How to use the HEXPAT delay to process the XML document?

When I searched for a Haskell library that can handle large (300-1000mb) xml files, I came across hexpat. There is an example in the Haskell Wiki claiming

-- Process document before handling error, so we get lazy processing.

For testing purposes, I have redirected the output to /dev/null and thrown on it 300mb file. The memory consumption kept rising until I had to kill the process.

Now I removed the error handling from the process function:

process :: String -> IO ()
process filename = do
inputText <- L.readFile filename
let (xml, mErr) = parse defaultParseOptions inputText :: (UNode String, Maybe XMLParseError)

hFile <- openFile "/dev/null" WriteMode
L.hPutStr hFile $format xml
hClose hFile

return ()

As a result, the function now uses constant memory. Why does error handling cause a lot of memory consumption?

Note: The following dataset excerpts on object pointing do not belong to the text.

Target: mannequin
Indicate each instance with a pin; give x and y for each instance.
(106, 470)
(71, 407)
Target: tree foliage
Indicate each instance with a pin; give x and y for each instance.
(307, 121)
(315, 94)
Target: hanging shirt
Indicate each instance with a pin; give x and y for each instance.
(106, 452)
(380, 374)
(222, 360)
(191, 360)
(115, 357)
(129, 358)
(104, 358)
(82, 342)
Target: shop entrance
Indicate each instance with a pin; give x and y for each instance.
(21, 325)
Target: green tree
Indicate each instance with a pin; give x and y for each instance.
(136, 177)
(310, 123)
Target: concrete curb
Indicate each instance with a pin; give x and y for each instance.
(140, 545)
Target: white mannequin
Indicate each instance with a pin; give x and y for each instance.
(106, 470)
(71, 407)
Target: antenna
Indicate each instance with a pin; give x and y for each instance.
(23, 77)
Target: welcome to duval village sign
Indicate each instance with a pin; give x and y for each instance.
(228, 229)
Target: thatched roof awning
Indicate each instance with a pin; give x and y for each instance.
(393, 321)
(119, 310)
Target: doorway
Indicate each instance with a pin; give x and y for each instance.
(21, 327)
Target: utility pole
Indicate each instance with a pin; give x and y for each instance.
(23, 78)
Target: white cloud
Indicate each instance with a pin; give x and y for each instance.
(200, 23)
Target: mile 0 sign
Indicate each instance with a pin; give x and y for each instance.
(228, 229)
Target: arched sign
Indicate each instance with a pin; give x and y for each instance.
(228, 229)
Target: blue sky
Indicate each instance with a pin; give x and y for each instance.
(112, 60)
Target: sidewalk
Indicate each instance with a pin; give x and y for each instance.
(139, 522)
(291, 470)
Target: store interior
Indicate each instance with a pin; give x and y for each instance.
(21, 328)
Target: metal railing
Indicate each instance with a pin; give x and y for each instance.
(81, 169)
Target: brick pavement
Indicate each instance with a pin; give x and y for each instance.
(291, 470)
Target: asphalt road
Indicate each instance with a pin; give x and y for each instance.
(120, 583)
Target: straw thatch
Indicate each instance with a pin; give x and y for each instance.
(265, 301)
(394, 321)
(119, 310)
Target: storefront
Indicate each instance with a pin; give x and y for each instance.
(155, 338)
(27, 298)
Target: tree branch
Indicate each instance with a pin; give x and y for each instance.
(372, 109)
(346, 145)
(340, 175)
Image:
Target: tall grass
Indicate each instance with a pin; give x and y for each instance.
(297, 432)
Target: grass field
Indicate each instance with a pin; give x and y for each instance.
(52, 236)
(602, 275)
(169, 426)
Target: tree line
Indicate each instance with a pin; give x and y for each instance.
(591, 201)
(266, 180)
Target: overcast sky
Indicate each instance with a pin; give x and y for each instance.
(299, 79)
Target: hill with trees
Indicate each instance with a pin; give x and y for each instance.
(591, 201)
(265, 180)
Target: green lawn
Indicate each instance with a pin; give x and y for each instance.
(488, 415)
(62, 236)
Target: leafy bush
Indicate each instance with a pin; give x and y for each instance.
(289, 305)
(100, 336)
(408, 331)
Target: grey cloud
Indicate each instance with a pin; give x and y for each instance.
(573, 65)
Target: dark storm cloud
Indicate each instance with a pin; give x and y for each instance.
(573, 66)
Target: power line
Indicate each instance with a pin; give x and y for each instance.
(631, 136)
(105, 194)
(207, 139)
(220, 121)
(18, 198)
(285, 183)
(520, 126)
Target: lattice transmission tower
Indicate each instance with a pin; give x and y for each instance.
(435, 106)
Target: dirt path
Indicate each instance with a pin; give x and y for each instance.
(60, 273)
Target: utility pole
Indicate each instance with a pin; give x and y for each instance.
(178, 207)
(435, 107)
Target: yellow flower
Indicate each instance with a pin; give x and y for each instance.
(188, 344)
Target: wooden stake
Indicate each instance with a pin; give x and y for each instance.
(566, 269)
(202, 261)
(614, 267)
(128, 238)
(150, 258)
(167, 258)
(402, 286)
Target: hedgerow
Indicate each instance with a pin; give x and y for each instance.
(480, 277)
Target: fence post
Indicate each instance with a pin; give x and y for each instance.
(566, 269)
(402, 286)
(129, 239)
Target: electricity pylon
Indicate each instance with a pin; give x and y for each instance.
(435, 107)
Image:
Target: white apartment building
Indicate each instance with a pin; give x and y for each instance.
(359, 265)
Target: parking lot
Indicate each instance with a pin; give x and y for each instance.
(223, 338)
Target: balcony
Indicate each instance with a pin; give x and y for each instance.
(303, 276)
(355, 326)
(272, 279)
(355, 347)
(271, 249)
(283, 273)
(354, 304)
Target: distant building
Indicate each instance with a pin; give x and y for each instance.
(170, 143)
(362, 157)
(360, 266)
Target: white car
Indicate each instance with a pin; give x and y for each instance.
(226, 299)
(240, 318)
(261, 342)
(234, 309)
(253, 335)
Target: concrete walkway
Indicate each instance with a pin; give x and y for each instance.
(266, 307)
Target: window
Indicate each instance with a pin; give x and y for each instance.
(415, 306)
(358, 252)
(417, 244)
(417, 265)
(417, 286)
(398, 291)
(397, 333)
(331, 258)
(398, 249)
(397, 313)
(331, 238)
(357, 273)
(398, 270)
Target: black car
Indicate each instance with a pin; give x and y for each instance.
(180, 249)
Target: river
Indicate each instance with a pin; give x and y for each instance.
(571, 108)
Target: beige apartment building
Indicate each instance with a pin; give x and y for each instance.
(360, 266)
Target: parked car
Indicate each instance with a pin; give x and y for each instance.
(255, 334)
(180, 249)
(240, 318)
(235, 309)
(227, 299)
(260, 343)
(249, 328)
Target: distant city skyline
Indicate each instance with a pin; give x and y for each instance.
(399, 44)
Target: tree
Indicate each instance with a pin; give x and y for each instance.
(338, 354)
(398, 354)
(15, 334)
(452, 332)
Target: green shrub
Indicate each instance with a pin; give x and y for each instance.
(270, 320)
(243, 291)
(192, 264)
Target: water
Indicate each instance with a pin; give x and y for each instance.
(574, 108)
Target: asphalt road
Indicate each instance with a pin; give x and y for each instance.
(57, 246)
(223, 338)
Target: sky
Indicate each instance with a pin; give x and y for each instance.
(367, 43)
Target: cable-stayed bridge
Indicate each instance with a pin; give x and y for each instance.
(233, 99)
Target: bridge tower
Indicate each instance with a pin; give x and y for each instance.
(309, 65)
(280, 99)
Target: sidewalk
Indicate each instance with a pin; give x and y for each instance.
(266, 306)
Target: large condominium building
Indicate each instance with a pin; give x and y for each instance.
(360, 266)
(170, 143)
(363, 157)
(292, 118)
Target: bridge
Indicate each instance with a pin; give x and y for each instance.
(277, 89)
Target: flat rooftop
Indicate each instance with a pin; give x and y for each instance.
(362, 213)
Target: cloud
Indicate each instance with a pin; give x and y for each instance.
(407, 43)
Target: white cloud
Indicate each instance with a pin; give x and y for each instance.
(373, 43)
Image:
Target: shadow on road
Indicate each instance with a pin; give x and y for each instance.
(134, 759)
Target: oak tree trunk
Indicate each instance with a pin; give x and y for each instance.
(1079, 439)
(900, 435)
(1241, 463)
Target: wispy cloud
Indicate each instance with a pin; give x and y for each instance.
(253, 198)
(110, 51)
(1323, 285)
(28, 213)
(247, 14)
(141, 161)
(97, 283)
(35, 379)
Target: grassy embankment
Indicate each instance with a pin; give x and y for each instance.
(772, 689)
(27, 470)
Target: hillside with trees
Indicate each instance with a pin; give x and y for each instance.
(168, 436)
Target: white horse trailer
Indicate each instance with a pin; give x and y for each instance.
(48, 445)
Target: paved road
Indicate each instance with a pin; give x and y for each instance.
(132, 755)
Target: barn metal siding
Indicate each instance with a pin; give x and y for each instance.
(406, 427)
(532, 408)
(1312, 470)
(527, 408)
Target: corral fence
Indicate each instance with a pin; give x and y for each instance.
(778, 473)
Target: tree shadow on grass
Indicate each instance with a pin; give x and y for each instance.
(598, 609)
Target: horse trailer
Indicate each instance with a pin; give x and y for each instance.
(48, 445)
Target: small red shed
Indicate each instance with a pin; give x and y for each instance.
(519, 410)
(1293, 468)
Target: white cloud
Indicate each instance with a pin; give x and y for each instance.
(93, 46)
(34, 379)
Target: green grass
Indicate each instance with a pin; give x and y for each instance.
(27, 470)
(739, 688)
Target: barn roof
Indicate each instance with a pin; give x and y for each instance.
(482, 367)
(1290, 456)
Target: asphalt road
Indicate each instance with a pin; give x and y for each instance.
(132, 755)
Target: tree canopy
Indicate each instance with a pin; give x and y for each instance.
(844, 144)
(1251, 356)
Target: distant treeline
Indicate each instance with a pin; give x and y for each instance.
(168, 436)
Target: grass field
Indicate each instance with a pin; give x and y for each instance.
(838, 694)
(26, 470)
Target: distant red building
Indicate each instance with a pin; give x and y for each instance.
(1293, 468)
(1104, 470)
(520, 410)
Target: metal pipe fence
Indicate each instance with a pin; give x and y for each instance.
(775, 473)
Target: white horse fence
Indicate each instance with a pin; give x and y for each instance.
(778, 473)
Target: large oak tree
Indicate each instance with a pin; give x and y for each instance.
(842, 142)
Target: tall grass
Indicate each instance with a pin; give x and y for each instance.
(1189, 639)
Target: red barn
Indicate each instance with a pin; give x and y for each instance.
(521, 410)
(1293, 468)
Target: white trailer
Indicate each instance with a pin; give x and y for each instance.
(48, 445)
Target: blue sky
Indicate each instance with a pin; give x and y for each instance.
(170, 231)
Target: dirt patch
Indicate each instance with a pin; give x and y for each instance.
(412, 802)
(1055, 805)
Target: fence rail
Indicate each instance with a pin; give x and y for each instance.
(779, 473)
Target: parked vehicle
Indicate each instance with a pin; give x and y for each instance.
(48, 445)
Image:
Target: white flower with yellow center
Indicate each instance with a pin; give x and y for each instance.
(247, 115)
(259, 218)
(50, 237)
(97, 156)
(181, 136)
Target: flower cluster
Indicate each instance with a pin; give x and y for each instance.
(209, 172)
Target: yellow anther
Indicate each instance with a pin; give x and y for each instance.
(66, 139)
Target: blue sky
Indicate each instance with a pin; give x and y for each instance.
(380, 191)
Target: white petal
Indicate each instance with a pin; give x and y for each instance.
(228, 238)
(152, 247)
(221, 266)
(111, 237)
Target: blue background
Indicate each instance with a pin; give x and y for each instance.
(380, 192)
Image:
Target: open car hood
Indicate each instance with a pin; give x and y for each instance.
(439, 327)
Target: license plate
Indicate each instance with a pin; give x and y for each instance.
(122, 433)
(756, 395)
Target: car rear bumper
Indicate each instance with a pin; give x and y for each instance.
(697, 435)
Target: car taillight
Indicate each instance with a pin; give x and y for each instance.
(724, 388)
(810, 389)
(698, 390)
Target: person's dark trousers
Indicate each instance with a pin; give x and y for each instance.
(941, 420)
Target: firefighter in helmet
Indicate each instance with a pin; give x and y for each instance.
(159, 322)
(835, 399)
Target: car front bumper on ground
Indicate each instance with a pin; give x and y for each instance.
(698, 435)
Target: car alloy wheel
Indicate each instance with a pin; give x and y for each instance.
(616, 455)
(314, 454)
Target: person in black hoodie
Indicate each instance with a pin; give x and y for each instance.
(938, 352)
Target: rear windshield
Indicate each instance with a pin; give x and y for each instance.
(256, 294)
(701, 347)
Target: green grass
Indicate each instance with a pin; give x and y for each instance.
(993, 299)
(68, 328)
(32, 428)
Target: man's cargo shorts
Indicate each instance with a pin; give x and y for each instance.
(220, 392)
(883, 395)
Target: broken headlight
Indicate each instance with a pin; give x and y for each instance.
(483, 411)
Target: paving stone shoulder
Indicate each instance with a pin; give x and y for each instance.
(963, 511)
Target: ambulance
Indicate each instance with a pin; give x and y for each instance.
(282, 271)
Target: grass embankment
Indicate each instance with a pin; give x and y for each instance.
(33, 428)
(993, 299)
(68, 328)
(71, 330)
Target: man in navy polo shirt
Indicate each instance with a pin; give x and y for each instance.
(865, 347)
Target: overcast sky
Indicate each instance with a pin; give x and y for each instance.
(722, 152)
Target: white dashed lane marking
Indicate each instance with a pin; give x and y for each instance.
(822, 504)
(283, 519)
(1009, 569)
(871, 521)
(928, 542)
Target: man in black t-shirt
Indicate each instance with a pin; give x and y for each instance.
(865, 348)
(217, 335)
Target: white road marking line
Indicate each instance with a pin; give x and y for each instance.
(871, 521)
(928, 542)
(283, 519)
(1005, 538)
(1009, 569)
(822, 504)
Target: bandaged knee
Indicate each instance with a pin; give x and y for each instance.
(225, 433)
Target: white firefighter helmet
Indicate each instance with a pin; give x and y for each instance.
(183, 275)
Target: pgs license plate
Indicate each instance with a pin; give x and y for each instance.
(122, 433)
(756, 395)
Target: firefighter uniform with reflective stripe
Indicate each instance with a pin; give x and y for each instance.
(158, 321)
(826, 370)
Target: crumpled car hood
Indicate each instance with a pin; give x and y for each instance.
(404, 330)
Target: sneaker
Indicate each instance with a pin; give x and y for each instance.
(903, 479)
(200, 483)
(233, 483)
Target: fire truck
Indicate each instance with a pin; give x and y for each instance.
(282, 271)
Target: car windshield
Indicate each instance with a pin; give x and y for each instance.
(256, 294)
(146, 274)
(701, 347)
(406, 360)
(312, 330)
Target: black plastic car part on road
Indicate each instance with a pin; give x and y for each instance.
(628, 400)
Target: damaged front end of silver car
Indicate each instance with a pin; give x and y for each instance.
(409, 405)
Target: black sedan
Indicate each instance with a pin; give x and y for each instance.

As far as I know, xml and mErr are two separate unevaluated thunks after calling and parsing. Does formatting xml evaluate xml and build an evaluation tree of’mErr’? If so, is there a way to handle errors when using constant memory?

http://www.haskell.org/haskellwiki/Hexpat/

I can’t say about the permissions of hexpat, but in general, error handling forces you to read the entire file into memory. If you just want to print out the result when there is no error anywhere in the input, you need to read it before generating the output The entire input.

As I said, I don’t really know hexpat, but using xml-conduit, you can do something similar:

< pre>try $runResourceT $parseFile def inputFile $$renderBytes def =$sinkFile outputFile

It will use constant memory, and if there is any error in processing, it will throw an exception (try will catch it). The disadvantage is The output file may be corrupted. My guess is that you’d better output to a temporary file. After the whole process is completed, move the temporary file to the output file. On any exception, just delete the temporary file.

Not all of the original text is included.